Otu çek köküne bak
KÖK önemlidir. İnsanlar bilmedikleri atalarının kim olduğunu merak eder. Soylarının nereden gelip nereye gittiğini öğrenmek ister. Ama bunu bir saplantı haline getirmek sağlıklı bir durum olamaz. Türk ırkının, kavminin tarihini arayan dostlarım var. O kadar ısrarcılar ki, başkalarının başka şeyleri merak edip, onun peşinde arama yapmasını hazmedemiyorlar. Geçtiğimiz gün sanal medyada bir dostumuz ‘Cengiz’in Türk mü, Moğol mu olduğunu konu edinmişti. 5 yıl kadar önce İstanbul Emirgean’da Sabancı Müzesi’nde Moğol Devlet Tarihi sergilendi. Orada Türk diye tanıdığımız çoğu han ve hakanların Moğol devlet adamı olduğunu gördük. Han ve hakan Türklerde var diyorsunuz değil mi? İşte han ve hakan olarak bildiklerimiz meğer han ve hakan değil, Moğol devlet adamıymış. O sanal medya haberinin altına ben de ‘Kardeşim ne fark eder, siz bugünkü Türklerin haline bakın’ dedim. Dedim demesine de musikişinas Fırat Kızıltuğ bu sözüme çok içerlemiş olmalı. ‘Sen anlamazsın Recep Arslan’ diye yazıverdi.
Türk olsa şeref mi
Şimdi bir daha soruyorum. Cengiz Türk olsa Türklere şeref mi bahşedecek. Türkler şerefliyse zaten şereflidir. Cengiz Türk olursa Türklük değil Cengiz şereflenir. Müslümanlarda da aynı hastalık var.
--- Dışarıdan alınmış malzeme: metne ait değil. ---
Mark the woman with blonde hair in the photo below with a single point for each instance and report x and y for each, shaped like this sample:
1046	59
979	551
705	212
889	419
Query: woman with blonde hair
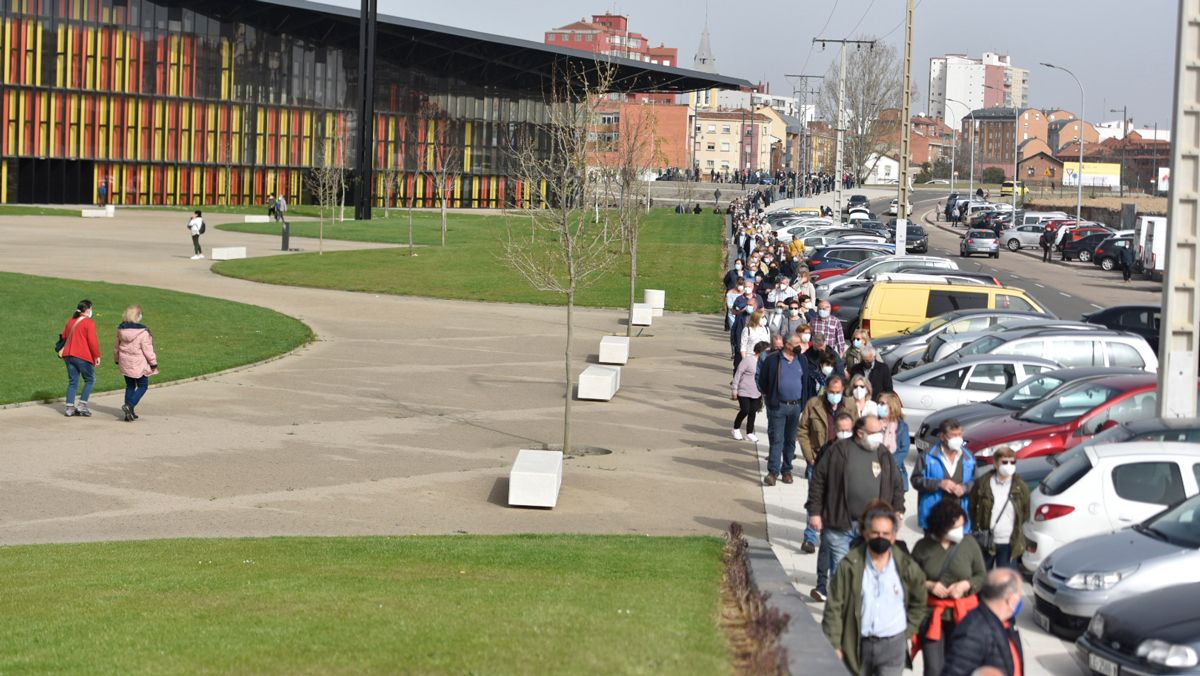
895	431
136	358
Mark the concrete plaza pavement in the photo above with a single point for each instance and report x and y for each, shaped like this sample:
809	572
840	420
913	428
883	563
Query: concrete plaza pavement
403	417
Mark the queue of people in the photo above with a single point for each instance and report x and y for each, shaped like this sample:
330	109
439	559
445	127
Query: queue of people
834	399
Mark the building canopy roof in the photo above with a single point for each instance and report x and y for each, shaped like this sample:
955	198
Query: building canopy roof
477	58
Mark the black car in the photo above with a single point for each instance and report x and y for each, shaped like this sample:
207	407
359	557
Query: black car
1083	247
1139	318
1156	632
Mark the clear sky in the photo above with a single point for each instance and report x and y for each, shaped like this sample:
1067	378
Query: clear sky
1122	52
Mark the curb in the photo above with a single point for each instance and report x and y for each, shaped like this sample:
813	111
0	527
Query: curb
808	648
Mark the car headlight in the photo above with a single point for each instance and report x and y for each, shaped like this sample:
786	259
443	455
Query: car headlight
991	449
1168	654
1097	581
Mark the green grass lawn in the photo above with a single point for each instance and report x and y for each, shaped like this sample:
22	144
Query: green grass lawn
193	335
22	210
681	253
511	604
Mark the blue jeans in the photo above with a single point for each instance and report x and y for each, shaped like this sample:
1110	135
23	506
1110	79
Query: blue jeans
135	389
834	546
76	369
783	420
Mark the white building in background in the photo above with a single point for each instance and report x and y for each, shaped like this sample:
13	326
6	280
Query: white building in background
988	82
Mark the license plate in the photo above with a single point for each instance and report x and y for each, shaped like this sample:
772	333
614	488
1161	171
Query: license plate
1101	665
1042	620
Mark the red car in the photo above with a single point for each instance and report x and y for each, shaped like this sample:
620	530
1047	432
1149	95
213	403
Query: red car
1068	418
Kaptan Kusto Müslümanmış, Prens Çarls müslümanmış gibi laflarla güya müslümanlığın ne kadar yüce olduğunu, bak böylesi ünlülerin de müslümanlığı tercih ettiklerinden dem vuruyorlar. Hiç kimsenin müslüman olması İslam’a bir şeref ilave etmez. Olsa olsa o müslüman olanlar şereflenmiş olurlar. Hiç kimsenin şerefi Türklükten de İslamlıktan da üstün olamaz. Tarım toplumlarının ata sözleri de deyimleri de terimleri de tarımla ilgili olur. ‘Otu çek köküne bak’ bir tarım toplumu lafıdır. Kök önemlidir de. Beden de önemlidir. Ticaretle meşgul toplumlarda ise kök ve beden kadar meyve de, belki de daha çok önemlidir. Çünki meyve toplanıp satılacak ve para kazanılacaktır. Türklerin tarihini 5 bin yıl öncesine, 10 bin yıl öncesine götürmek için çaba harcayan insanlar var. Tarihin çok eskilere dayanmasının bir getirisi yok. Anadolu’ya 1071’de mi gelindi, yoksa daha önceden Türkler Anadolu’da mıydı, Anadolu esas vatandı da Orta Asya’ya sonradan mı gidildi? Bütün bu meselelere kafa yoran insanlarımıza hatırlatalım. Tarihi en yeni olan ABD’dir. Ama dünyanın, küresel toplumun lideri ve güdücüsüdür. Tarihin eskiye dayanması çok da önemli değildir. Bugün hangi konumda olunduğu çok daha önemlidir. Kore, Tayvan, Tayland, Singapur ve daha adını bilmediğimiz bir yığın yeni millet, devlet var. Ama yaptıklarıyla herkese parmak ısırtıyorlar.
Şimdiye bir artısı olmaz
İnsanları ‘sen anlamazsın’ diye itekleyip ötekileştirmek yerine, anlatmaya çalışmak yeğdir. Anlattığınız şeyin doğru olmadığı konusunda görüşü olanları da dinlemenizde yarar var. Gerçekten de insan zanlarıyla yaşar. Zanların çoğu da yanlıştır. Siz de bir insan olarak bu yanlış zanlardan ari olamazsınız. Asalet, soyluluk, soy ağaçları, aile şecereleri kimi zaman çok önemli olmuş ve alınıp satılmıştır. Asiller yıllarca asil olmayanları, marabaları kullanmış, kendisine hizmet ettirmiştir, zulümler yapmıştır. Asalet ve asillik insanlık tarihi boyunca gıpta edilecek bir hal değildir. Derebeyler, kontlar asildi ama her biri bir zorba ve zalimdi. ‘Otu çek köküne bak’ ama otun kökü kadar bedeni ve meyvesine de bakmak gerekir. Türklerin tarihini Adem peygambere kadar götürsek bile şu an Türklerin dünyadaki durumlarına bir artısı olmayacağını bilmek gerek.